Wednesday, December 31, 2014

The Science of Zombies


Zombie fanatics Timothy Verstynen, an assistant professor in the department of psychology at Carnegie Mellon University in in Pittsburgh, Pennsylvania, and Bradley Voytek, assistant professor of cognitive science and neuroscience at the University of California, San Diego, summarised characteristic zombie behaviour seen in films, which can be explained by looking at the structure of the brain.

They have dubbed the condition 'Conscious Deficit Hypoactivity Disorder', or CDHD, which they describe as an acquired syndrome in which infected people lack control over their actions. In films, the undead display symptoms such as lethargic movement, loss of pleasure, language dysfunction, amnesia and the inability to suppress hunger and aggression.

‘Zombies often have difficulty recognising familiar people and suffer chronic insomnia that results in a delirious state,’ they write.

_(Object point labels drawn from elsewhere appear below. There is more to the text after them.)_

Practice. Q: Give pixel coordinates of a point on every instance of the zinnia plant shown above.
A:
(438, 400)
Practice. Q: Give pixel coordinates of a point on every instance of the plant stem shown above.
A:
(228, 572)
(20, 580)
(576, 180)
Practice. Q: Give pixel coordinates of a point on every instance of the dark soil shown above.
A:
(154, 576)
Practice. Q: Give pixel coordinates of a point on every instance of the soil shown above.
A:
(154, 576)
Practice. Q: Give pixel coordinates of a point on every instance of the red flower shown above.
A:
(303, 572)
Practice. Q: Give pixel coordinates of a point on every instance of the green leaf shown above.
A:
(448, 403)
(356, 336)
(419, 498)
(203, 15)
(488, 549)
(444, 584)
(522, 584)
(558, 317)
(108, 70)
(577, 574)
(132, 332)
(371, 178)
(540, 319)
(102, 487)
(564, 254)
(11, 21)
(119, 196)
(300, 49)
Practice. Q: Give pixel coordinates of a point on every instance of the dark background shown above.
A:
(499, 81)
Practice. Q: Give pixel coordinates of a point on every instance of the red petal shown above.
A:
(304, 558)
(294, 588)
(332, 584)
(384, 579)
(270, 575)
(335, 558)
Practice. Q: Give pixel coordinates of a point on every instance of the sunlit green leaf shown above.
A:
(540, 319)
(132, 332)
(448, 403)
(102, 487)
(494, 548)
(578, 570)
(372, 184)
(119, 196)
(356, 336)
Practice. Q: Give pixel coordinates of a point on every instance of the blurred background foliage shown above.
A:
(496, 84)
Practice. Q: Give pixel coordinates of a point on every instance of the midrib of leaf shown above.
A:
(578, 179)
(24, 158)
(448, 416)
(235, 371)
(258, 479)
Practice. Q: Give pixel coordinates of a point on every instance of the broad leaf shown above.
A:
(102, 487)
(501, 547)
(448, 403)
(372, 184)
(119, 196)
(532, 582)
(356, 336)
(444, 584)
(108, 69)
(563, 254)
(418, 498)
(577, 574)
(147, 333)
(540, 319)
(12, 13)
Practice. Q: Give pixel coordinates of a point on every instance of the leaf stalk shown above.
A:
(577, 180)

Undead individuals would also exhibit antisocial behaviour, such as biting and eating people, but they would be friendly to each other and swarm with other infected individuals, according to the scientists’ book, ‘Do zombies dream of undead sheep?’.

The neuroscientists have come up with two subtypes of the syndrome – CDHD-1, which affects ‘slow’ zombies with uncoordinated movements and CDHD-2, which is typical of ‘fast’ zombies that have no problem chasing humans in films.

This may be because at the moment of death, our circulatory systems stop, starving the brain of oxygen and glucose.

In zombie films, they resume at the point of infection - in a limited form - and the brain gets its nutrients by zombies feasting on human flesh.

The longer the brain is starved of oxygen, the more extensive the damage to zombies, the neuroscientists say.

CDHD-1 zombies can be seen in the TV series, The Walking Dead, while the zombies in Waord War Z are faster and typical of CDHD-2.

The brains of both types of zombies would change in different regions, from a combination of decreased activity and altered activity in multiple brain networks.

Lesions to the temporal lobe would partly cause zombies to act like they do in films.
The scientists go on to warn that because they can't feel pain, it does not good to fight a zombie unless you can quickly kill it. Because zombies have poor concentration, you can avoid them by being quiet or distracting them. Don't try to reason with them--it is useless. It may be possible to mimic them, but don't try to outrun the CDHD-2 types.